Tuesday, November 5, 2019

The Real Struggle for Communists is Reading Marx's Work

Karl Marx

By Don Boudreaux
Ages ago, as a grad student at NYU in the early 1980s, I took a course in Marxian (or was it called Marxist?) Economics from NYU Econ’s resident Marxist, Prof. James F. Becker. I enrolled in this course in order to give myself sufficient incentive actually to read Marx’s key works.
I recall very much liking Prof. Becker and his text, but finding – not to my surprise – Marx’s writings to be turgid, profoundly confused, and mostly downright absurd. I don’t remember the precise grade that I earned to pass the class, but if Marx’s labor theory of value were correct, then that grade damn well ought to have been an A+. Reading Marx was a struggle. It’s a task at which one must labor hard.
I am now again reading many of Marx’s ‘scientific’ economics writings (in preparation for a conference that I’ll attend next week). What a crock! Marx’s ramblings are far more ridiculous and difficult to penetrate than I’d recalled.
I’m astonished that Marx’s lumbering, thick, repetitive, and entirely inelegant prose somehow won for him any popularity beyond a tiny handful of crazed and semi-literate followers. Reading Marx is a figurative form of grinding red-hot embers into one’s eyes and trying to make sense, through the pain, of the resulting confused and distorted scene.
More than one person whose opinion and judgment I greatly respect insist that Marx, for all of his many mistakes, is nevertheless a thinker with some worthwhile ideas – a thinker worthy of careful study and respect. Well, if so, I’ve missed something. I’ve not come close to stumbling upon any original thought in Marx that is worth the ink used to record it onto paper.
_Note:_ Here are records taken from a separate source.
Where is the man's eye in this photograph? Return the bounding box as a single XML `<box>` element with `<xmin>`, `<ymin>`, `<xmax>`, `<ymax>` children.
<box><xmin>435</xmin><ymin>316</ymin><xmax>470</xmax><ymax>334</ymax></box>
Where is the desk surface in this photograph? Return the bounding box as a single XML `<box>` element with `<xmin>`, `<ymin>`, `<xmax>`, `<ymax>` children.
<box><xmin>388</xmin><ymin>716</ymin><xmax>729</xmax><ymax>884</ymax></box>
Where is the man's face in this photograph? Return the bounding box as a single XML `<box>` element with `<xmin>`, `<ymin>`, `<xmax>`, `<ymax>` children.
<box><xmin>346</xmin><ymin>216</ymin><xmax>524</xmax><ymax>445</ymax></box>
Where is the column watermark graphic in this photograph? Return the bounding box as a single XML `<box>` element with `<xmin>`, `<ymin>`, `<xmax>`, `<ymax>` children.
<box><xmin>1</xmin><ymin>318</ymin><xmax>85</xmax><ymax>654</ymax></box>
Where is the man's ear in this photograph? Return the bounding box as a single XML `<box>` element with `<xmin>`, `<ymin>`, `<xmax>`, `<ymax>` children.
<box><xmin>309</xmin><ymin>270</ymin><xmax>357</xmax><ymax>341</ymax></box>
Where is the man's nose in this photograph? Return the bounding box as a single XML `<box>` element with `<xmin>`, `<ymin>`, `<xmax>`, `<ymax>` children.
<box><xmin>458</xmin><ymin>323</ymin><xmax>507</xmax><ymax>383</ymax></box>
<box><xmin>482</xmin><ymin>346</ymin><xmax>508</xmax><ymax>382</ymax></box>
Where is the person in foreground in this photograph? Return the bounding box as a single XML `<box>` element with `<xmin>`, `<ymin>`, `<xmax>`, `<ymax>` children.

Nothing in the old fool’s oeuvre that I’ve read is remotely worthy of respect. It’s all, as far as I can tell, nonsense that is more difficult to digest than cement and with less intellectual nutritional value.
The above originally appeared at Cafe Hayek.


  1. I have a fairly early copy from last century of one of the volumes for Marx. I can confirm it's every as unreadable as he says it is. Since Marx did not bother to bathe or support his family, I guess he was able to find time to write such dreck with the help of his sponsor.

  2. Yep, completely agree. I was totally shocked how Marx's Das Kapital could have such an impact. I stopped around page 150 as it was clear that everything before was so wrong, and everything that followed was based on this first part, I couldn't get myself to continue. Whatever amount of socially necessary labor time Marx put into this, it resulted in total garbage and lot's of dead people because of it.

    I guess most self described Marxits never made it even that far in the book..

  3. The hand in the coat is the a sign of a what?

  4. I had to study (and pass exams!) Marx in both school in university.

    The inanity of his massive corpus of logical fallacies is stunning. I tried hard to forget this crap. Unfortunately, I'm cursed with good memory.

    My pet theory is that as long as the opus is voluminous its inanity and opaqueness add to its popularity - idiots like to pretend they "get it". Other idiots are impressed with this claim by the first idiot readers, and also pretend. And so it goes on and becomes the sacred text of a whole idiotic cult. Witness: The General Theory of Employment, Interest and Money, Das Kapital, Mein Kampf, Of Grammatology, and all other sacred books.